There's a huge debate on the internet about Ringo Starr. People like to complain that Ringo Starr is a terrible drummer, and you'll hear this often cited joke, Ringo Starr wasn't even the best drummer who was in the Beatles. And that's nonsense.
I have a whole footnote about it in one of my published papers. But that's nonsense because Ringo Starr was one of the greatest drummers who ever played. And one of the reasons that he was one of the greatest drummers was that he could play every single style of music flawlessly without calling attention to himself.
And so he would create an environment for other people to explore. John, Paul, and George clearly excelled in that environment that Ringo cultivated. And so different people have different senses of the theory and the philosophical behind it.
I think in the end, I don't know whether one can say that the product is going to be better because you have a philosophical sense of what you can do. But I think one can say the experience is going to be fuller and perhaps more fulfilling if you have a full sense of what's going on. At least that's been my experience, but I'm a philosopher, so I'm drawn to that particular point.
But look, you have a romantic partner, and the more you know them, assuming they're the right person for you, the more you appreciate them and the more you understand what's going on. And this is also something I talk about a lot. You've been with your spouse for a really long time, and I've been with my spouse for a long time.
And one of the things that we both know is that if we wanted to, we could say one sentence and destroy them.
Ashley Thornberg
And I know exactly what it would be.
Dr. Jack Russell Weinstein
And you know exactly what it is. And that's why couples have to learn how to fight, because you have to learn how to argue without saying those things, even if you get super angry. And that's one of the reasons why interpersonal relationships are an art, because there are constraints that you develop in order to better each other, be intimate with one another, protect yourself, grow.
I think gaming, I think art, I think all of these sort of things are the same process because there are boundaries that you cannot cross or you're violating either the integrity of the game or the game is just over.
Ashley Thornberg
Jack, there is this thing in art where it doesn't maybe matter how talented the artist is if it's just not your style. You just don't like it. How do we apply that to games?
Dr. Jack Russell Weinstein
Well, one of the factors here is that most games, especially video games, are collective the way that a film is collective, right? People write novels largely by themselves, but there are 100 people on a film and there are often 50 to 100 people on a video game. So automatically that sense that this is an artist's vision or this is a creative vision is more complex and compromised.
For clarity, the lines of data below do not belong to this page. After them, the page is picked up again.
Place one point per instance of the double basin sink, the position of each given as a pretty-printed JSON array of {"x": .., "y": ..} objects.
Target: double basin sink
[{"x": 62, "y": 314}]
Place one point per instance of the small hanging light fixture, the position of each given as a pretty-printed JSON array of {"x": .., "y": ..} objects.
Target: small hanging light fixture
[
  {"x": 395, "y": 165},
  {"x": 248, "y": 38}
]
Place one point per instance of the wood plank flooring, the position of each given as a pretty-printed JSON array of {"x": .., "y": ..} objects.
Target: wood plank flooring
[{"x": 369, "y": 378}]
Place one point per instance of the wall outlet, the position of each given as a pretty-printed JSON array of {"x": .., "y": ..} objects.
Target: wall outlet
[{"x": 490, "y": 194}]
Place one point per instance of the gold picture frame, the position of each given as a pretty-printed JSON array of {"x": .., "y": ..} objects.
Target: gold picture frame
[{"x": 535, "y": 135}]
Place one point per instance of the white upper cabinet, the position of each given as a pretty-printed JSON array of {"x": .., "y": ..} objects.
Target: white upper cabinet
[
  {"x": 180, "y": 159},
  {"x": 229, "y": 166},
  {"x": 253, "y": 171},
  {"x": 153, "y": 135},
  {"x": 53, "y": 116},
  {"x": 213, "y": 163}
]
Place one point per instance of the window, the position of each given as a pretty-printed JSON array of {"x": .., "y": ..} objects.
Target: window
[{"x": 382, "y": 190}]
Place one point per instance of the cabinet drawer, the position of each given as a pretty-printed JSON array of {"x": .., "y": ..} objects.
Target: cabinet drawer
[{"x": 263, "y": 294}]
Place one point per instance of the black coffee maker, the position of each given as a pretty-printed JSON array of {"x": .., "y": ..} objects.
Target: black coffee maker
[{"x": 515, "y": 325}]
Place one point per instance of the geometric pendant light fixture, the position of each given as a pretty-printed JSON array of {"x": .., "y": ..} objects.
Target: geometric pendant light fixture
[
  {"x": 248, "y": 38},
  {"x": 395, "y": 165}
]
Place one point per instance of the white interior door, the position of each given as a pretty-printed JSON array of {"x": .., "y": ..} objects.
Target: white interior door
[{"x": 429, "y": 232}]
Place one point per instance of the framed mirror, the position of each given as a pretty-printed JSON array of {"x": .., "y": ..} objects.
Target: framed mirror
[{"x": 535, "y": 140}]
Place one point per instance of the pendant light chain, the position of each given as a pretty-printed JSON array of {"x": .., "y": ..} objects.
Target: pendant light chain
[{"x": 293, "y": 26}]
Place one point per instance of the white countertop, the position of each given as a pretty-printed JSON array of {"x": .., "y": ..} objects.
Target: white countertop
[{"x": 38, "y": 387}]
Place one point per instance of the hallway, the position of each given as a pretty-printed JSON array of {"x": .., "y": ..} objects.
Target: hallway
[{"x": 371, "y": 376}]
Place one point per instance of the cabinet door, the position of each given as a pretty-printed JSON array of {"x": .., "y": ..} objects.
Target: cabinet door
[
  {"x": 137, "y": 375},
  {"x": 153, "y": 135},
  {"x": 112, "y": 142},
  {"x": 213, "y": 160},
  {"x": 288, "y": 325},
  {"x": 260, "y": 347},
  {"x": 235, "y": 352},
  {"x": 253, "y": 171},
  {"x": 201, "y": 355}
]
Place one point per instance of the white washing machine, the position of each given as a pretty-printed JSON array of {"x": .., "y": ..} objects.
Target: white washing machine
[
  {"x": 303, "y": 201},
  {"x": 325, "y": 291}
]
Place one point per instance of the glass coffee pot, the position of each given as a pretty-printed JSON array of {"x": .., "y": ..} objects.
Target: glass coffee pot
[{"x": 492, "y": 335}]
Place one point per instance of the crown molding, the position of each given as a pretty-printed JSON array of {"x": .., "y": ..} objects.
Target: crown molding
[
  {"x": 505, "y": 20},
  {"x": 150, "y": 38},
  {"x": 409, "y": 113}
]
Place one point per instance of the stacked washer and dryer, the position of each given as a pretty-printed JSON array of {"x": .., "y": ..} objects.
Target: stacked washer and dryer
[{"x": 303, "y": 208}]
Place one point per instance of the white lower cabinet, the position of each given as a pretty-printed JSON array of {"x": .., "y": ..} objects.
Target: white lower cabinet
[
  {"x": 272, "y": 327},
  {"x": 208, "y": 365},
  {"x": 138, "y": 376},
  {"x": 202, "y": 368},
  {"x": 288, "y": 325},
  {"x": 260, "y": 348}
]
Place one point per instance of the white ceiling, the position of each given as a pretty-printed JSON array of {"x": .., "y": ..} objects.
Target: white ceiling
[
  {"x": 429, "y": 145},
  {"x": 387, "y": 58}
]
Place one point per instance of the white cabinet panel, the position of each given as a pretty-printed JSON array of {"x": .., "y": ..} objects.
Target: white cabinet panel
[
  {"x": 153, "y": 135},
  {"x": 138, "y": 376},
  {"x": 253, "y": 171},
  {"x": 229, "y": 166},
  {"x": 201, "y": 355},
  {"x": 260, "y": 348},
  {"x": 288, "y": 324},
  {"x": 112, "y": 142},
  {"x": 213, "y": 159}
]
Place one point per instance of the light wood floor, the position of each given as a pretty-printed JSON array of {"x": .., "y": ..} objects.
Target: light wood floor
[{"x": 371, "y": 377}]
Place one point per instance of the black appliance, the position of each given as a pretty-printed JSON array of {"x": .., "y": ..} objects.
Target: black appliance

At the same time, games are largely a commercial vehicle. And so there has to be one that succeeds. At the same time, my best friend Gail, who I've talked about on the show many times, is a very serious gamer.
She plays board games very seriously. She plays video games very seriously. And although we have been best friends now for about 35 years, our taste in games is largely completely different.
And so she'll recommend something that she loves and I'll play it and I'll be like, eh. And I'll play something that I love and she'll be like, eh. And so I think that with games in particular, the experience is what do you enjoy playing with?
What does play do for you? Play in itself is a seriously rich philosophical concept because it brings out our humanness. It brings our sense of fun.
It brings our sense of satisfaction. It tells people who we are as humans, the kind of things that we like to play. And that's why every aspect of human life has play from parenting to boredom to sex.
Everything human beings do, we can incorporate play and it tells us about the individual both how they play and what they like to play.